Lundi 13.—De bonne heure l'on se met en route. L'eau est calme et le trajet s'annonce favorable. Petit à petit la terre disparaît et se mêle avec le bleu azuré du firmament où elle ne parait bientôt plus que comme une bande grisâtre. Quelques heures plus tard on ne voit plus rien que le ciel et l'eau. Cela dure deux jours et deux nuits. On s'ennuie à la mort au fond de cette barge où la seule distraction possible est de manger un hard-tack beurré et Sucré.

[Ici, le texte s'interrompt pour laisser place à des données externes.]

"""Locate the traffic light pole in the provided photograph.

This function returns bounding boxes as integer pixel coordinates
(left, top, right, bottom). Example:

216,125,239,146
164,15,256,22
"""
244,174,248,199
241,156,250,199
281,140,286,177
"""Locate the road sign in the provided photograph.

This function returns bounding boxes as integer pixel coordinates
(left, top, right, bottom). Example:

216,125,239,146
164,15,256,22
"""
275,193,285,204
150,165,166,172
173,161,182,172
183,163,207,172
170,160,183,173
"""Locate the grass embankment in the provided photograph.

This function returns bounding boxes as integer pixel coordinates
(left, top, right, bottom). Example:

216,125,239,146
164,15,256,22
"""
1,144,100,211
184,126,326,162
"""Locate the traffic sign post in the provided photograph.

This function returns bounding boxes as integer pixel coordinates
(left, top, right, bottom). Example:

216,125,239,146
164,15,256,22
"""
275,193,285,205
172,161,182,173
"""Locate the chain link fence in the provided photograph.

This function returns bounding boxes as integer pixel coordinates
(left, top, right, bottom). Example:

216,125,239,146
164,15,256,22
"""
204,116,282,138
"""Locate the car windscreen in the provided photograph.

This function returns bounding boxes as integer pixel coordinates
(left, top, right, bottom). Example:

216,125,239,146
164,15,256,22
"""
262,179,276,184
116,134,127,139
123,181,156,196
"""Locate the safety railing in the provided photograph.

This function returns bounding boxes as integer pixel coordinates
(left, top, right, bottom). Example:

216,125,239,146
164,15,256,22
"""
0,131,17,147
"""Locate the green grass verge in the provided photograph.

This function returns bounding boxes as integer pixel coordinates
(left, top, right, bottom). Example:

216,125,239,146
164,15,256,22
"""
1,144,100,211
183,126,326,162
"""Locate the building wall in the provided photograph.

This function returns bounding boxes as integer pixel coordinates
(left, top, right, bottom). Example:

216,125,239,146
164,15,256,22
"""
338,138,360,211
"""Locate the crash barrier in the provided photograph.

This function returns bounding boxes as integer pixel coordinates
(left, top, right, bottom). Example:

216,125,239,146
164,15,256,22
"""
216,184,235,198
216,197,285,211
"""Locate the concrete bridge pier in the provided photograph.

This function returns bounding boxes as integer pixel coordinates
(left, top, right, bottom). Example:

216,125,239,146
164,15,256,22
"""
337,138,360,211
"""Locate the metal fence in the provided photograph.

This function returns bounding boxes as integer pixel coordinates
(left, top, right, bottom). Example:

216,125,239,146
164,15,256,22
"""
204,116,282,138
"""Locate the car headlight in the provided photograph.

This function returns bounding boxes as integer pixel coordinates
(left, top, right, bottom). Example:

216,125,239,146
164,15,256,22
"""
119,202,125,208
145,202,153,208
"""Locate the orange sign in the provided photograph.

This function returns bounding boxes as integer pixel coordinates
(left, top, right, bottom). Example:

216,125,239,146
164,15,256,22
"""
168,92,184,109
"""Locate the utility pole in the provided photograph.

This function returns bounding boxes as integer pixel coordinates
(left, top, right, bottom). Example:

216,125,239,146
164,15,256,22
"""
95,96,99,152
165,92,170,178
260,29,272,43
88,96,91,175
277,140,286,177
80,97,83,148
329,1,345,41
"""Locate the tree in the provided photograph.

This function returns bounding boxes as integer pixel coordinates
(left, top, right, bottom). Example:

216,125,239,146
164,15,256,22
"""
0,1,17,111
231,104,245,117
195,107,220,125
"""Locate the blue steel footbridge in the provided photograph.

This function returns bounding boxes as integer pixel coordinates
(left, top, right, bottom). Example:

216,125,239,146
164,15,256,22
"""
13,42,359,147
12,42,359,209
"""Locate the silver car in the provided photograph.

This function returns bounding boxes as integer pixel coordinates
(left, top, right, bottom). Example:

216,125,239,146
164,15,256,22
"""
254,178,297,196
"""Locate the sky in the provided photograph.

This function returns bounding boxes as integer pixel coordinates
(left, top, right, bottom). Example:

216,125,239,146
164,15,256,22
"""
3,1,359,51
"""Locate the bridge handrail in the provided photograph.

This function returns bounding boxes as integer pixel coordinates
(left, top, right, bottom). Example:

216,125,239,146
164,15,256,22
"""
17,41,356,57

Qui pourrait dépeindre la vie de chacun de nous pendant ces deux mortelles journées? Il faudrait d'abord bien connaître l'embarcation où nous étions et son étrange ameublement. A l'extérieur rien n'attirait l'attention d'une manière spéciale. Sa robe de peinture blanche n'était pas fraîche et était parsemée d'accrocs nombreux sous lesquels on voyait son corps humide. A l'avant on lisait Red River peint en lettres rouges. Sur le pont un assemblage des plus divers de barils de sucre, de boîtes de hard-tacks, de sacs à fleur, etc., dans un désordre indescriptible. Trois grandes ouvertures donnaient entrée à la cale où s'était réfugiée la plus grande partie du bataillon; le pont était occupé, par ceux qui n'avaient pu trouver place dans la cale et par les officiers qui avaient dressé une tente sur le devant. Ils étaient 22 à bord, le capt. Ethier avait le commandement. Des échelles de construction primitive menaient du pont à la cale. Au pied de la première échelle un poêle à fourneaux servait aux besoins culinaires des compagnies. En pénétrant à fond de cale, l'on pouvait se croire dans une obscurité complète et n'eut-ce été l'humidité on se serait cru dans les régions infernales (car chacun sait qu'il fait chaud dans cet endroit). Cependant l'oeil s'habituait peu à peu aux ténèbres et un spectacle étrange s'offrait à la vue. De longues galeries à plusieurs étages bordaient de chaque côté l'étroit couloir qui menait le touriste à l'avant ou à l'arrière du vaisseau. Jamais bazar persan ni foire St. Cloud ne présenta à ses visiteurs spectacle plus burlesque. Tous les types s'y rencontraient, il y avait une étrange agglomération de caractères et de costumes. Dans un coin quatre ou cinq bons zigues jouent au bluff et interrompent la partie par des jeux de mots affreux; un peu plus loin, un solitaire ronfle sur sa couchette de planches; ici, deux joueurs plus paisibles passent le temps à faire la partie de dames, là deux amis fument la pipe avec une indifférence platonique en se communiquant leurs impressions de voyage: partout on rencontre les caractères les plus opposés, et, en certains endroits, les gais éclats de rire et les chants de joie forment un contraste frappant avec la tristesse mélancolique de la mise en scène. Ajoutez à tous ces éléments disparates les figures enluminées et les bras noircis des cuisiniers, et vous aurez quelqu'idée du tableau que présentait la vie du 65e à bord de la barge "Red River."